How can I detect laughing words in a string?
try with this pattern:
\b(?:a*(?:ha)+h?|(?:l+o+)+l+)\b
or better if your regex flavour support atomic groups and possessive quantifiers:
\b(?>a*+(?:ha)++h?|(?:l+o+)++l+)\b
\b(a*ha+h[ha]*|o?l+o+l+[ol]*)\b
Matches:
hahahah
haha
lol
loll
loool
looooool
lolololol
lolololololo
ahaha
aaaahahahahahaha
Does not match:
looo
oool
oooo
llll
ha
l
o
lo
ol
ah
aah
aha
kill
lala
haunt
hauha
louol
In Python, I tried to do it in this way:
import re
re.sub(r"\b(?:a{0,2}h{1,2}a{0,2}){2,}h?\b", "<laugh>", "hahahahha! I love laughing")

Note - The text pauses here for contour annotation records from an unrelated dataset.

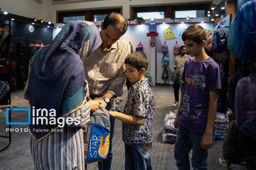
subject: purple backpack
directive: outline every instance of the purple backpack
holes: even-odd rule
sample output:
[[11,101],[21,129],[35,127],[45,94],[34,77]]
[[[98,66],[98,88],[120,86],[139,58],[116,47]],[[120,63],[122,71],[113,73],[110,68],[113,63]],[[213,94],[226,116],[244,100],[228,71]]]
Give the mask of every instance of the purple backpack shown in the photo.
[[227,50],[226,35],[222,26],[219,26],[213,35],[213,50],[219,53]]
[[[254,80],[252,81],[252,79]],[[256,137],[256,74],[238,81],[235,89],[235,122],[245,135]]]

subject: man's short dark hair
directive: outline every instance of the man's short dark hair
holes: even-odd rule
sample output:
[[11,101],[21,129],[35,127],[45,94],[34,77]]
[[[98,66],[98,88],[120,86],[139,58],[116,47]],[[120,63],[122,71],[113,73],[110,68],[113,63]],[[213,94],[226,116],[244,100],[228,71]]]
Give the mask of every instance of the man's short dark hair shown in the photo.
[[112,26],[116,30],[124,35],[127,30],[128,23],[123,16],[118,13],[109,13],[103,21],[102,28],[107,29],[109,25]]
[[180,51],[181,51],[182,48],[183,48],[183,47],[186,47],[186,46],[185,46],[185,45],[181,45],[181,46],[180,47]]
[[193,40],[198,45],[202,40],[206,40],[206,32],[203,27],[198,25],[191,25],[182,34],[183,41],[190,40]]
[[124,60],[124,64],[128,64],[136,68],[138,71],[142,68],[145,68],[146,70],[149,66],[149,60],[144,53],[137,51],[132,52],[128,55]]

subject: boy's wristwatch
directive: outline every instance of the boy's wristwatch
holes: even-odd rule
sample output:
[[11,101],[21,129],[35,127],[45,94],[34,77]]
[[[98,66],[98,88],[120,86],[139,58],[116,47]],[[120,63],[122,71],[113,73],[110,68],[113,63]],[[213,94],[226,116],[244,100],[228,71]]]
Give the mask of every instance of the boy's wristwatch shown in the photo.
[[107,103],[108,103],[110,101],[110,99],[107,96],[102,96],[102,98]]

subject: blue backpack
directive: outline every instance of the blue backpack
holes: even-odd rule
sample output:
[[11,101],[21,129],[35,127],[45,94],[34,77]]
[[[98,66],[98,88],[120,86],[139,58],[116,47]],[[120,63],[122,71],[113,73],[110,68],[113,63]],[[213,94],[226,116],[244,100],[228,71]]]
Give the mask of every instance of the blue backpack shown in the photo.
[[242,79],[243,74],[239,69],[230,77],[228,86],[228,102],[232,111],[235,113],[235,88],[238,81]]
[[238,58],[256,61],[256,1],[245,3],[235,13],[235,51]]
[[141,42],[137,44],[137,45],[136,46],[136,51],[143,52],[143,45]]
[[235,51],[235,19],[232,21],[230,30],[228,31],[228,50],[235,57],[238,57],[238,55]]
[[169,60],[166,55],[164,55],[163,57],[162,66],[163,67],[169,67]]
[[217,53],[227,50],[226,35],[221,26],[213,33],[212,47]]
[[108,111],[100,107],[91,114],[85,137],[85,164],[107,158],[110,148],[110,120]]

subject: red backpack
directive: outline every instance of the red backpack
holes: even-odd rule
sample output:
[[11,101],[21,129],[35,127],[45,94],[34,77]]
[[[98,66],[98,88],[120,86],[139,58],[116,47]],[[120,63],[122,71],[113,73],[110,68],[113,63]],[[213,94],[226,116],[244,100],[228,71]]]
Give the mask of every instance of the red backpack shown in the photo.
[[179,55],[179,45],[178,45],[178,42],[176,41],[176,45],[174,45],[174,56],[178,55]]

>> <laugh>! I love laughing
To keep it simple, because the solutions posted may be overly complicated for what you want to do: if the only thing you count as "laughing words" are ha
, haha
, etc. and lol
, lolol
, lololol
, etc., then the following regular expression will be sufficient:
\b(ha)+|l(ol)+\b
This assumes a regex dialect in which \b
represents a word boundary, which you seem to be using.